"Who the hell is this guy?"
"Where was this guy in November?"
"Why couldn't this guy do that for us?"
The "guy," of course, is Ville Leino.
And the reason he's been at the center of so many questions is the fact that his performance throughout the playoffs is now causing some to mention his name and "Conn Smythe" in the same sentence.
Now, that may still be a bit of stretch, but there's no denying that Leino has emerged as one of Philadelphia's best players in these playoffs and certainly their best offensive contributor in the Stanley Cup Finals.
In 17 playoffs games this season, Leino has posted seven goals (two of them game-winners), nine assists, and a plus-six rating.
His patience and control with the puck are now giving the Blackhawks defenders serious fits, and he's become so reliable that Philadelphia head coach Peter Laviolette thinks nothing of double-shifting him at the end of a close game.
All of this bodes well for Philly, and even better for Leino.
However, considering that this guy started the season as a Red Wing and performed so poorly despite being given ample opportunity to do otherwise, he was traded for the human equivalent of a bag of pucks (OK, it was Ole-Kristian Tollefson) may sting just a bit if you're a Detroit fan.
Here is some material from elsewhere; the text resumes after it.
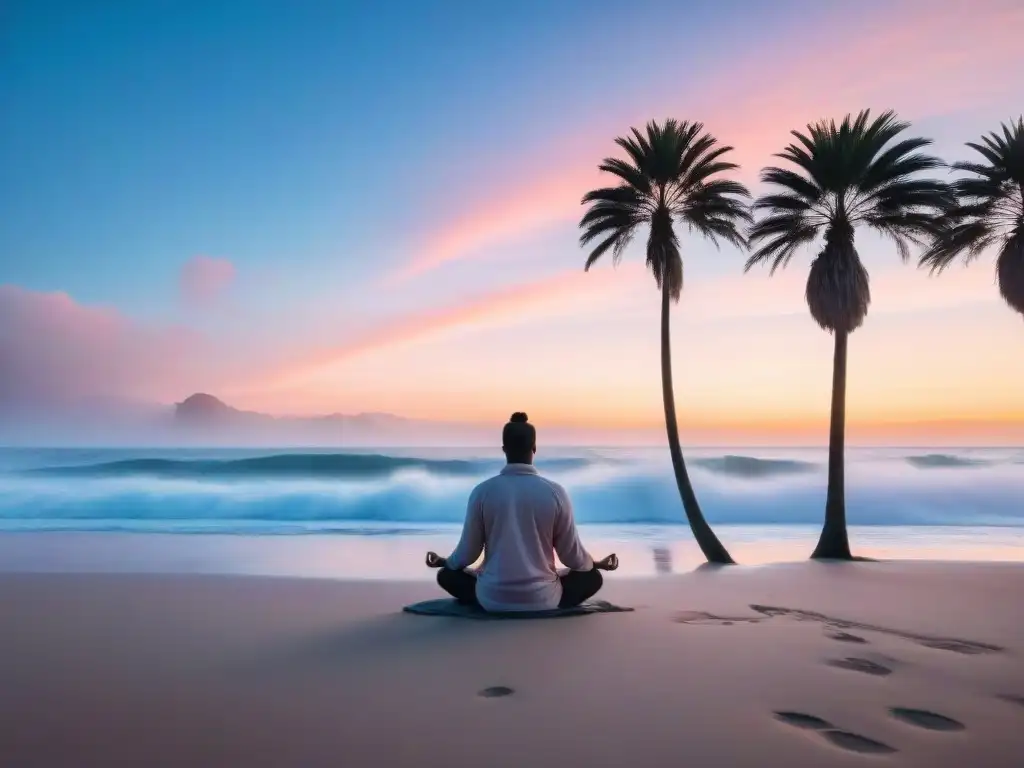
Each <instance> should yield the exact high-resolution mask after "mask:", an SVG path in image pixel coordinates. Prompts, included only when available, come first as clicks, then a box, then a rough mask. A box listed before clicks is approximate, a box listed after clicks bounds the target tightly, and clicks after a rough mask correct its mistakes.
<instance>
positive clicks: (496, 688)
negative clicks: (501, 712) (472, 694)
mask: <svg viewBox="0 0 1024 768" xmlns="http://www.w3.org/2000/svg"><path fill="white" fill-rule="evenodd" d="M513 693H515V691H514V690H513V689H512V688H509V687H507V686H504V685H493V686H492V687H489V688H484V689H483V690H481V691H479V692H478V693H477V694H476V695H478V696H482V697H483V698H499V697H500V696H511V695H512V694H513Z"/></svg>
After all, Leino was supposed to be another one of Detroit's "diamond in the rough" finds, a la Henrik Zetterberg, Pavel Datsyuk, or Johan Franzen.
The MVP of the Finnish Elite League in 2008, Leino came to Detroit as an undrafted free agent the following season and showed great promise early on, posting nine points in 13 games.
Looking at what seemed to be a sure thing, Red Wings GM Ken Holland signed Leino to a two-year contract last summer and, at $1.6 million total, he figured to be a steal.
Well, like many things about the 2009-10 Detroit Red Wings season, Leino was nothing short of a huge disappointment.
Leino appeared to struggle mightily with life as a regular NHL player.
He was timid and unsure with the puck, utterly useless without it, easily dominated physically, and he never seemed to understand that, at least in the NHL, hard work beats out pure talent about 99 percent of the time.
Originally thrilled with Leino, Red Wings head coach Mike Babcock slowly but surely lost confidence in the Finnish winger as he moved from line to line without ever showing any improvement.
In 42 games with the Red Wings, Leino posted only seven points (4 G, 3 A) and minus-10 rating.
I for one had had enough of Leino back in December and suggested that it was time for the Red Wings to do whatever they could to cut the guy loose .
By February, the Wings seemed to agree with this sentiment and sent Leino off to Philadelphia to clear cap space to accommodate the return of power-forward Johan Franzen.
While it is certainly true that, had Detroit not been facing cap issues, they likely would have held on to Leino a bit longer, the fact that he performed so poorly made the decision to ship him out of Motown all the easier.
Things didn't immediately come up roses for Leino in Philly, either.
In and out of the line-up the rest of the regular season, Leino wasn't even on the bench by the time the playoffs started.
However, injuries to forwards Jeff Carter and Simon Gagne provided an opportunity for Leino to jump into the fire that is the NHL playoffs and he's since taught fire the meaning of heat with his play ever since.
This, of course, has led to head-slapping and the aforementioned questions as well as some commentators considering the trade that sent Leino to the Flyers a rare blunder by Ken Holland.
Given the cap situation, the Wings' desperate need for Johan Franzen, and Leino's complete lack of effectiveness throughout the season, Ken Holland, and any GM worth his salt, would have made the exact same trade every day of the week and twice on Sunday.
No one, and certainly not Flyers GM Paul Holmgren, figured Leino would be the game-breaker he's become over the past few weeks.
If Leino's performance as a Philadelphia Flyer has any bearing on his former team, it reveals only that the Detroit Red Wings remain one of the best scouting organizations in hockey.
After all, the other 29 NHL teams weren't exactly banging down Leino's door in 2008.
The Red Wings saw in Leino the raw talent and puck-possession skills that have come to define Detroit Red Wings forwards and thought he'd find quick comfort and success in a red and white uniform.
Unfortunately, he didn't.
Fortunately for the Flyers, they're reaping the rewards of Detroit Red Wings scouting, as Leino is finally living up to the potential the Wings new he had when they signed him in the first place.
Leino's performance isn't a knock against the Red Wings' management, but a tribute to their scouting.
And, considering he's a big reason the Flyers have evened their series and have proven themselves a legitimate threat against the Detroit-nemesis Chicago Blackhawks, Red Wings fans should still be rooting for him.